You yourself write that there is a difference between operating an existing device (like a brick oven) and passing current through and activating an electrical device (like a fan), where this changes the device itself and does not merely produce something from it. It is like putting a soul into a body. In your opinion, would that not be considered building because the body already exists?

Discussion on Answer

Abraham (2018-09-25)

Hello, and happy holiday,
As for your question, it seems to me that it would not. A person without a soul is not a person; he is a lump of flesh. But with respect to a human being, the only way to make the flesh functional is the soul, and this is also not a device that has on/off states that can be switched between (more than once – a device is indeed meant to be in an on/off state, and therefore turning it off is also part of its essence).
By contrast, any device that you have finished assembling is hard to define by one energy source out of many.
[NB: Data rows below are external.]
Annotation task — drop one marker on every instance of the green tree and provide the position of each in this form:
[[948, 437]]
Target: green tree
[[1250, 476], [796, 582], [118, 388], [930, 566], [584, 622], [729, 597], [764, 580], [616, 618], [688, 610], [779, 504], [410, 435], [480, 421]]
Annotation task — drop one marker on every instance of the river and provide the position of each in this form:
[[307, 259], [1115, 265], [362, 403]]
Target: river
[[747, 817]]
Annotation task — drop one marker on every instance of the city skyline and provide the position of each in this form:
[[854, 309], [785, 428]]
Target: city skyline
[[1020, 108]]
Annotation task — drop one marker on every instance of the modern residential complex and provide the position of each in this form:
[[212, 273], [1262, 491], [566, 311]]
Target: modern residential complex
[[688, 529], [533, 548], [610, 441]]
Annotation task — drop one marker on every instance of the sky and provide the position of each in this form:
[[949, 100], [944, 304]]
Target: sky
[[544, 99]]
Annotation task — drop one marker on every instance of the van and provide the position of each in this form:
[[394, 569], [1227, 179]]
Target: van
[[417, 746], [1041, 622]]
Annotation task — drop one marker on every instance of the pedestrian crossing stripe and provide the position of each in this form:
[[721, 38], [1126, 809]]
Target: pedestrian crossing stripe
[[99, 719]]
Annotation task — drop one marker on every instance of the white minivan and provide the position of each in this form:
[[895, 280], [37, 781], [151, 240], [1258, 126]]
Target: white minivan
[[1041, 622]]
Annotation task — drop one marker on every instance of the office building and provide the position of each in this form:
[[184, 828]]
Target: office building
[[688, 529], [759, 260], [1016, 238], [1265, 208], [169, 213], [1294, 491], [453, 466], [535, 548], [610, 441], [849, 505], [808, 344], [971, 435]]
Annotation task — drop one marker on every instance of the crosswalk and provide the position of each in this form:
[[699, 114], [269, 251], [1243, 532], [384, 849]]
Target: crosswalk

Again, if our imaginary fan were operated manually by a crank that you turn, would you then also forbid using it on the Sabbath because of building?

Abraham

Michi (2018-09-25)

From your question at the end, it seems to me that I wasn’t understood. Obviously operating a fan manually is not building, because the fan itself has not changed. Now one is producing an action from it. Electrical activation changes it from death to life (= the expression used by the Hazon Ish), like putting a soul into a body.
The claim that this can be done again and again does not seem important to me, although I understand your reasoning. The change is significant each time, and therefore even if it could be turned off and on, it seems to me that there would still be an issue of building here. See Babylonian Talmud Shabbat 47 regarding a collapsible bed, where the amoraim disputed whether it is permitted to connect it on the Sabbath even though it is normally taken apart and reassembled. True, in practice it was ruled that this is permitted (Tur and Shulchan Arukh, sec. 313), but it is explained in the Talmud that according to everyone, if one fastens it tightly it is forbidden (because that is actual building, and not merely returning or activating something that already exists), and so all the halakhic decisors ruled (see there). Returning a soul to a body is like fastening tightly, not like a loose connection.